The “new value” doctrine is a common law exception to the absolute priority rule. The basic concept behind “new value” is that equity holders may retain their interest in a debtor when they provide contribution, often in the form of capital, to the reorganization. This brings into question what is a sufficient amount of contribution that equity holders should have to provide to maintain their interests. Generally speaking, for the “new value” exception to apply, the value provided must be substantial, necessary, and reasonably equivalent to the value of the interest received in exchange. For more discussion on the “new value” exception, see prior Weil Bankruptcy Blog articles here and here.
CHL is the rare example of a court rejecting a debtor’s disclosure statement due to a proposed plan being patently unconfirmable. While this may indicate a greater willingness by the bankruptcy court to consider the patently unconfirmable argument, practitioners should be wary of placing too much stock in the holding. The facts of CHL are rather egregious, and it is likely the bankruptcy court took the opportunity to encourage debtors and their counsel to be more diligent at the disclosure statement stage, rather than signal a shift in philosophy.
** Weil Summer Associate Jason George contributed to this blog post.

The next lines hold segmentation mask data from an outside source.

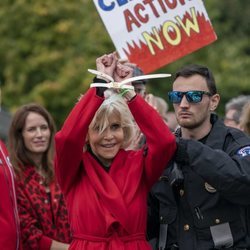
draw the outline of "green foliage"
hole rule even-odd
[[[215,74],[225,102],[249,94],[248,0],[209,0],[205,5],[218,40],[167,65],[174,73],[187,63],[205,64]],[[93,1],[2,0],[0,8],[0,81],[2,104],[11,111],[28,102],[44,105],[58,128],[89,87],[95,59],[114,50]],[[171,79],[151,81],[150,92],[162,96]]]

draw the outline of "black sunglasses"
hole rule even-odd
[[[184,95],[186,96],[187,101],[190,103],[201,102],[203,95],[212,96],[211,93],[200,90],[192,90],[187,92],[170,91],[168,92],[168,99],[171,103],[181,103]]]

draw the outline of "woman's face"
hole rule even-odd
[[[42,155],[48,149],[50,135],[45,118],[38,113],[30,112],[22,131],[26,149],[33,155]]]
[[[96,157],[105,166],[110,166],[124,141],[124,132],[119,117],[112,114],[109,118],[109,126],[101,134],[98,128],[90,128],[88,141]]]

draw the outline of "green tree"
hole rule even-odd
[[[112,42],[90,1],[5,1],[0,11],[3,104],[39,102],[58,126],[88,87],[95,58]],[[13,98],[15,97],[15,98]]]

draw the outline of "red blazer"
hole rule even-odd
[[[7,149],[0,141],[0,249],[20,249],[14,174]]]
[[[175,138],[151,106],[136,96],[129,108],[147,150],[120,150],[107,173],[83,153],[88,127],[103,98],[90,89],[56,134],[56,174],[73,230],[71,250],[149,250],[147,194],[173,156]]]
[[[71,240],[68,214],[63,195],[55,182],[50,184],[49,196],[33,166],[25,166],[16,181],[17,203],[24,250],[49,250],[52,240]]]

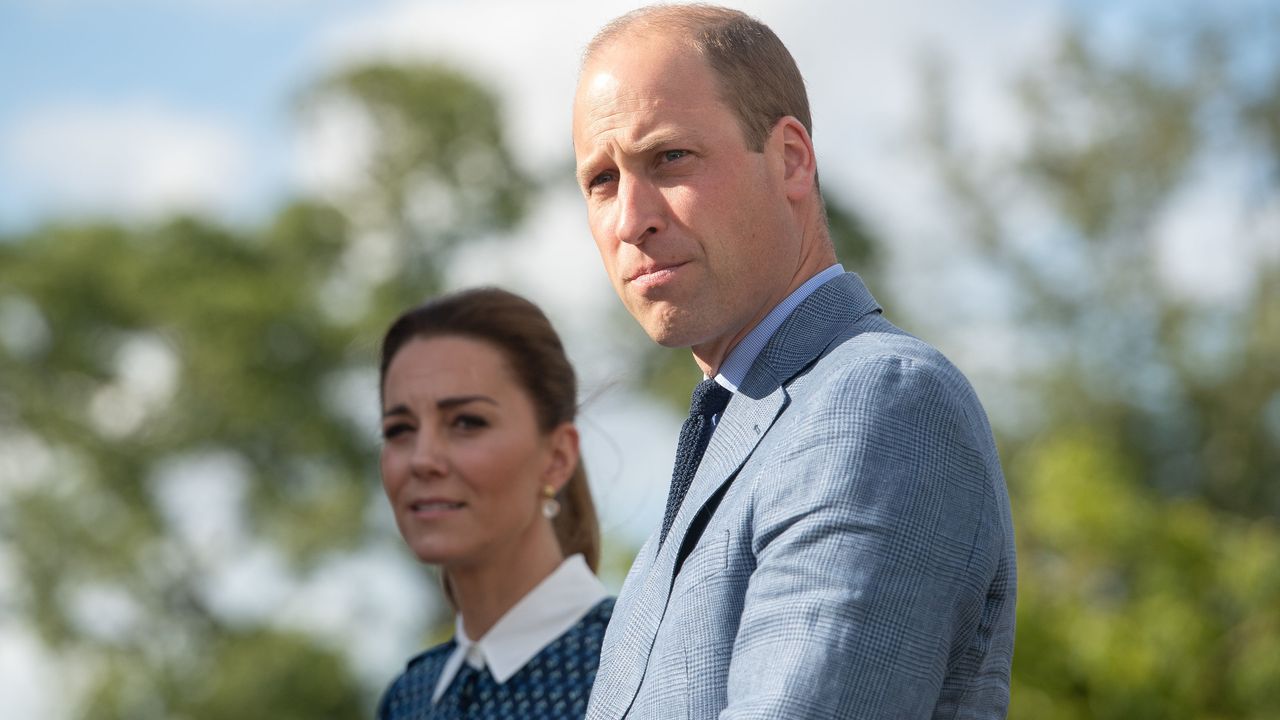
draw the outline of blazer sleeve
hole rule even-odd
[[[806,392],[753,486],[721,718],[932,717],[1004,547],[985,414],[927,358],[855,358]]]

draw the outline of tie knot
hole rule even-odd
[[[703,380],[693,388],[693,397],[689,401],[689,415],[719,415],[729,404],[733,393],[716,382],[715,379]]]

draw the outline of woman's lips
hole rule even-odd
[[[466,507],[466,505],[466,503],[454,500],[429,498],[427,500],[415,500],[409,503],[409,512],[419,518],[435,518],[461,510]]]

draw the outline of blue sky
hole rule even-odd
[[[196,203],[198,209],[229,219],[260,217],[294,186],[290,160],[290,145],[297,132],[291,110],[293,94],[331,66],[334,58],[351,52],[350,48],[358,48],[356,55],[376,55],[382,37],[392,48],[399,48],[393,53],[404,54],[407,46],[416,44],[414,50],[423,54],[458,58],[477,68],[487,65],[491,72],[505,77],[523,68],[480,57],[468,46],[483,47],[492,54],[511,47],[510,54],[515,54],[521,46],[539,47],[530,36],[543,36],[542,42],[552,42],[562,50],[557,55],[561,63],[552,66],[539,58],[531,69],[554,67],[551,72],[570,78],[572,66],[564,60],[576,55],[599,22],[633,4],[5,2],[0,4],[0,231],[19,229],[48,215],[128,217],[182,205],[172,198],[167,202],[147,199],[163,198],[165,192],[195,196],[201,200]],[[947,13],[919,13],[924,3],[908,3],[917,7],[897,13],[876,9],[871,3],[855,5],[862,7],[835,10],[841,4],[742,3],[767,21],[797,28],[792,33],[796,36],[803,36],[809,27],[821,27],[831,16],[838,19],[858,13],[872,19],[887,15],[894,28],[886,34],[890,38],[916,29],[927,32],[930,26],[943,27],[947,22]],[[1010,0],[959,3],[961,10],[949,14],[967,22],[973,28],[970,33],[985,32],[982,25],[1007,17],[1005,10],[1016,5]],[[1056,5],[1033,4],[1038,9],[1013,15],[1020,19],[1019,26],[1026,27],[1026,18],[1043,18],[1046,9]],[[916,14],[923,17],[912,19]],[[504,24],[504,16],[519,18],[519,23]],[[935,17],[933,22],[930,16]],[[406,27],[398,28],[397,24]],[[433,29],[433,25],[439,27]],[[557,28],[559,32],[551,33]],[[510,42],[504,34],[513,36]],[[486,42],[486,38],[496,42]],[[884,49],[880,46],[882,53]],[[904,50],[908,49],[904,44]],[[571,80],[557,87],[565,95],[556,102],[566,107]],[[556,113],[536,115],[546,118]],[[541,122],[554,127],[556,121]],[[561,122],[567,122],[567,117]],[[91,129],[95,124],[97,134]],[[141,136],[133,142],[140,147],[129,144],[129,133],[121,133],[122,127],[139,128]],[[169,167],[172,158],[151,157],[146,128],[161,136],[155,154],[181,154],[184,144],[179,136],[204,131],[206,140],[210,135],[220,137],[222,146],[230,148],[224,154],[231,157],[218,159],[213,147],[205,148],[209,143],[193,139],[186,146],[195,153],[191,163],[197,167]],[[160,142],[170,131],[172,147]],[[199,155],[201,148],[209,155]],[[212,164],[217,168],[210,167],[207,159],[198,162],[206,157],[216,160]],[[151,163],[142,166],[152,168],[150,175],[138,170],[135,161]],[[200,167],[205,168],[204,174]],[[222,175],[217,175],[218,168]],[[102,176],[95,180],[95,172]],[[126,197],[128,183],[138,180],[145,185],[140,178],[146,177],[153,178],[152,185],[167,183],[170,189],[139,189]]]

Section 1129(b)(2)(B)(ii) – “[T]he condition that a plan be fair and equitable with respect to a class includes the following requirements: (B) With respect to a class of unsecured claims- (ii) the holder of any claim or interest that is junior to the claims of such class will not receive or retain under the plan on account of such junior claim or interest any property[.]”
In re CHL, LLC, 2018 Bankr. LEXIS 1758 (Bankr. E.D.N.C. June 14, 2018)
CHL’s plan included seven impaired classes entitled to vote. Pursuant to the proposed plan, certain secured creditors, which allegedly were owed $17 million under a promissory note secured by a first priority lien on CHL’s real property, would be paid $8 million via a reorganized note with interest accruing at 6% per annum. Additionally, the proposed plan provided the class of general unsecured claims with a total of $245,000 on account of original claims of $677,344, representing an approximate 36% recovery.
In re CHL, LLC, 2018 Bankr. LEXIS 1758 *10 (Bankr. E.D.N.C. June 14, 2018) quoting In re Pecht, 57 B.R. 137, 139 (Bankr. E.D. Va. 1986).